Inflammatory Pro-Israel Posters Pop Up on Campus — Are They Islamophobic?
A row over Israel on campus is as predictable as the fall of autumn leaves, and it’s no different this season. Fliers accusing pro-Palestinian students of being anti-Semitic have cropped at numerous colleges in October — including the University of Chicago, Tufts University, Brooklyn College and Berkeley — and have been claimed by the David Horowitz Freedom Center, a rightwing organization labeled a hate group by the Southern Poverty Law Center.
“Do you want to show your support for Hamas terrorists whose stated goal whose stated goal is the elimination of the Jewish people and the Jewish state? Join us! Students for Justice in Palestine at Tufts University.” read one flier procured by the Tufts Daily. It also featured a Palestinian militant wrapped in a keffiyeh, or traditional headscarf and toting a machine gun.
Other posters included specific callouts to individual faculty and students, accusing them of collaboration with jihadists. According to the anti-Zionist site Electronic Intifada, a flier at San Francisco State University labeled one professor “a leader of the Hamas BDS campaign,” while one at Berkeley said that a professor was a “supporter of Hamas terrorists” and an “Islamophobia alarmist.”
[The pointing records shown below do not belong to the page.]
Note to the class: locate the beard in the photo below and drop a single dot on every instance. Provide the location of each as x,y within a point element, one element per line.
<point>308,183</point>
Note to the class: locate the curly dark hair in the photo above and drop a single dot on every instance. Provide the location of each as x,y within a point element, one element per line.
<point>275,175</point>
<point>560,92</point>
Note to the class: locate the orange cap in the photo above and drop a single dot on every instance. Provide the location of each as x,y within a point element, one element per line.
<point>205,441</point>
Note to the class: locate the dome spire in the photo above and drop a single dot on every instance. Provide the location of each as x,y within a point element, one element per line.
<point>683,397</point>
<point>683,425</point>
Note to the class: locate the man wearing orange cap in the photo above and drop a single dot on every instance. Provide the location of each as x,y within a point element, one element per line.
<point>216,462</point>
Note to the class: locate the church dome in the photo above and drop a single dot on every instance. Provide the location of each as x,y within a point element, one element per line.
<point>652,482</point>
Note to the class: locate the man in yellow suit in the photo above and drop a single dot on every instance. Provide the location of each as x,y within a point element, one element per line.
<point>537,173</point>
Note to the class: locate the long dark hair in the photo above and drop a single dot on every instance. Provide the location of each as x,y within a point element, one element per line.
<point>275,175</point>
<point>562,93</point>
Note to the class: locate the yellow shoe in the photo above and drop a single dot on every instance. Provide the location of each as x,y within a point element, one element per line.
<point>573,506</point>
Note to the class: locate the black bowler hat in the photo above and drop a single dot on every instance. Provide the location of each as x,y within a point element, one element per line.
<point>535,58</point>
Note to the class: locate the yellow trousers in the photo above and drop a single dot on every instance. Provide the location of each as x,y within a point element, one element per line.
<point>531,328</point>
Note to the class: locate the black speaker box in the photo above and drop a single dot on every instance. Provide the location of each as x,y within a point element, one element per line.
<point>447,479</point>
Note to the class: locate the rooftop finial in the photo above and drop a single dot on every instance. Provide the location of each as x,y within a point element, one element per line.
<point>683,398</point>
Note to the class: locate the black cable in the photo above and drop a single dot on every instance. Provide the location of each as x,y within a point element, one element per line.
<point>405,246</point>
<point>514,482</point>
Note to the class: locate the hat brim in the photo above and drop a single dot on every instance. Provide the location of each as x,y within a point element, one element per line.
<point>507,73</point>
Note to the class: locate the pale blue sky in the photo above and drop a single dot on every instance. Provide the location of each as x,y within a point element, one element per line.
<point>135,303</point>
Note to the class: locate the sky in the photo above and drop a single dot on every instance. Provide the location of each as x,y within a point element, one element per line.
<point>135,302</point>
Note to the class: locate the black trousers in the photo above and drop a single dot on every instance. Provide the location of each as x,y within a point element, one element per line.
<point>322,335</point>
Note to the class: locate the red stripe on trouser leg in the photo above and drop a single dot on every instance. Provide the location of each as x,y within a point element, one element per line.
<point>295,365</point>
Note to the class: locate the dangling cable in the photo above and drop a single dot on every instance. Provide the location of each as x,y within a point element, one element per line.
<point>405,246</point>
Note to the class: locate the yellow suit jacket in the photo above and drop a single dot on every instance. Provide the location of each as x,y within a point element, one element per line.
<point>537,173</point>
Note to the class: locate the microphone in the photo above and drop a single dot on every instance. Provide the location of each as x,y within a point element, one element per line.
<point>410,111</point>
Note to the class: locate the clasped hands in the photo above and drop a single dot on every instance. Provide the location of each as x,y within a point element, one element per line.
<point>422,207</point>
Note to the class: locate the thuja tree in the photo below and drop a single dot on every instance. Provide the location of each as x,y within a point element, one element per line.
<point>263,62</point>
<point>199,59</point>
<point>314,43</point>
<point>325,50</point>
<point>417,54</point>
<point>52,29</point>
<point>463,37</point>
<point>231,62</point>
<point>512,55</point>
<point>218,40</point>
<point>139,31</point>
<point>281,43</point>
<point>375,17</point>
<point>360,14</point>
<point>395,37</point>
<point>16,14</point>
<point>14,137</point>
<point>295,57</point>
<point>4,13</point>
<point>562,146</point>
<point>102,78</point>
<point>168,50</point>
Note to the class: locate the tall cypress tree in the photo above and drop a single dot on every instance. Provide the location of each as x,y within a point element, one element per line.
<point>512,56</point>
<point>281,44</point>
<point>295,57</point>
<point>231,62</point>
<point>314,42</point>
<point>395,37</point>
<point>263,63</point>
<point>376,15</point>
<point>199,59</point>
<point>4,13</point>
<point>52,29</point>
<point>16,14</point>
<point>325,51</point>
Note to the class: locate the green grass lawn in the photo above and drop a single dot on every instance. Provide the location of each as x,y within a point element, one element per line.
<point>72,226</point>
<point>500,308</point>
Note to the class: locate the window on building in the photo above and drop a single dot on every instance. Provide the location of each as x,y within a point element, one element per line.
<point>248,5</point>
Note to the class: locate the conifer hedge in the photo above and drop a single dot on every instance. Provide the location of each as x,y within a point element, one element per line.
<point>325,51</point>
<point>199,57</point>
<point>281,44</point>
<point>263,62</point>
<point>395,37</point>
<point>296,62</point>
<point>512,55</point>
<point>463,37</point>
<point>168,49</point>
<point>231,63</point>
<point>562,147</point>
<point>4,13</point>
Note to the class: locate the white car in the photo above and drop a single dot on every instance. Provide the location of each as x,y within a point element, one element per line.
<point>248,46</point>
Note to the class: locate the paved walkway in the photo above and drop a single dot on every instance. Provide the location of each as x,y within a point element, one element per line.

Most of the posters featured the slogan #Jewhatred and directed people to the Freedom Center’s Web site. Horowitz’s organization has been termed a hate group by the Southern Poverty Law Center, which has described Horowitz as “a driving force of the anti-Muslim, anti-immigrant, and anti-black movements.”
According to Electronic Intifada, the current poster campaign was preceded by a smaller episode last spring at the University of California–Los Angeles, where the group circulated similar fliers.
Critics of the posters — both campus administrators and others — have said they create an atmosphere of fear.
“This is not an issue of free speech; this is bullying behavior that is unacceptable and will not be tolerated on our campus,” Leslie Wong, the president of San Francisco State, said in a comment run by Electronic Intifada.
Joanne Barker, a professor at the university, told the Web site that her school “should be contacting federal and state authorities to investigate this incident as a hate crime.”
Recently, some rightwing Israel advocates have adopted more hard-nosed tactics intended to publicly shame and sanction their perceived enemies. Created last year, one such effort, the Canary Mission, has compiled dossiers on hundreds of students and faculty that it sees as anti-Israel or anti-Semitic – often conflating the two. Another new organization, the Amcha Initiative, has an “anti-Semitism tracker” on its Web site that puts calls for boycotts, divestment, and sanctions against the Jewish state (BDS) in the same category as Jew-hatred.
This also comes on the heels of a controversy at Berkeley, where students and faculty clashed with one another over a course that presented Zionism as a “settler colonialist” movement.